Gas station without pumps

2014 October 25

Grading based on a fixed “percent correct” scale is nonsense

Filed under: Uncategorized — gasstationwithoutpumps @ 10:12
Tags: , , , , , ,

On the hs2coll@yahoogroups.com mailing list for parents home-schooling high schoolers to prepare for college, parents occasionally discuss grading standards.  One parent commented that grading scales can vary a lot, with the example of an edX course in which 80% or higher was an A, while they were used to scales like those reported by Wikipedia, which gives

The most common grading scales for normal courses and honors/Advanced Placement courses are as follows:

“Normal” courses Honors/AP courses
Grade Percentage GPA Percentage GPA
A 90–100 3.67–4.00 93–100 4.5–5.0
B 80–89 2.67–3.33 85-92 3.5–4.49
C 70–79 1.67–2.33 77-84 2.5–3.49
D 60–69 1.0–1.33 70-76 2.0–2.49
E / F 0–59 0.0–0.99 0–69 0.0–1.99
​Because exams, quizzes, and homework assignments can vary in difficulty, there is no reason to suppose that 85% on one assessment has any meaningful relationship to 85% on another assessment.  At one extreme we have driving exams, which are often set up so that 85% right is barely passing—people are expected to get close to 100%.  At the other extreme, we have math competitions: the AMC 12 math exams have a median score around 63 out of 150, and the AMC 10 exams have 58 out of 150.  Getting 85% of the total points on the AMC 12 puts you in better than the top 1% of test takers.  (AMC statistics from http://amc-reg.maa.org/reports/generalreports.aspx ) The Putnam math prize exam is even tougher—the median score is often 0 or 1 out of 120, with top scores in the range 90 to 120. (Putnam statistics from  http://www.d.umn.edu/~jgallian/putnam.pdf) The point of the math competitions is to make meaningful distinctions among the top 1–5% of test takers in a relatively short time, so questions that the majority of test takers can answer are just time wasters.
I’ve never seen the point of having a fixed percentage correct ​used institution-wide for setting grades—the only point of such a standard is to tell teachers how hard to make their test questions.  Saying that 90% or 95% should represent an A merely says that tests questions must be easy enough that top students don’t have to work hard, and that distinctions among top students must be buried in the test-measurement noise.  Putting the pass level at 70% means that most of the test questions are being used to distinguish between different levels of failure, rather than different levels of success.
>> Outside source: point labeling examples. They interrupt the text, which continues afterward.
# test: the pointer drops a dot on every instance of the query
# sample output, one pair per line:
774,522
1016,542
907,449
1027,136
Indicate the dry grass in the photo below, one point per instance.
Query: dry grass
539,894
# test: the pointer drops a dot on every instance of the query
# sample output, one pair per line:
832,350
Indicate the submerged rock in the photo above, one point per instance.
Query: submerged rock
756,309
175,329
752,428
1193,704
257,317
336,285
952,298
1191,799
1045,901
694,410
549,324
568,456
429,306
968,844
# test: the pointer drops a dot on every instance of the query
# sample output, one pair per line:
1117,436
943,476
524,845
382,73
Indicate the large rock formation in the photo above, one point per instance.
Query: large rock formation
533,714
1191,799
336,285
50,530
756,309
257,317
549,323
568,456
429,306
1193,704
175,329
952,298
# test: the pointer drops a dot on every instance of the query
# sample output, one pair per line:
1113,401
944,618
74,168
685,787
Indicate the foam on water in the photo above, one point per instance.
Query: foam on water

My own quizzes and exams are intended to have a mean around 50% of possible points, with a wide spread to maximize the amount of information I get about student performance at all levels of performance, but I tend to err on the side of making the exams a little too tough (35% mean) rather than much too easy (85% mean), so I generally learn more about the top half of the class than the bottom half.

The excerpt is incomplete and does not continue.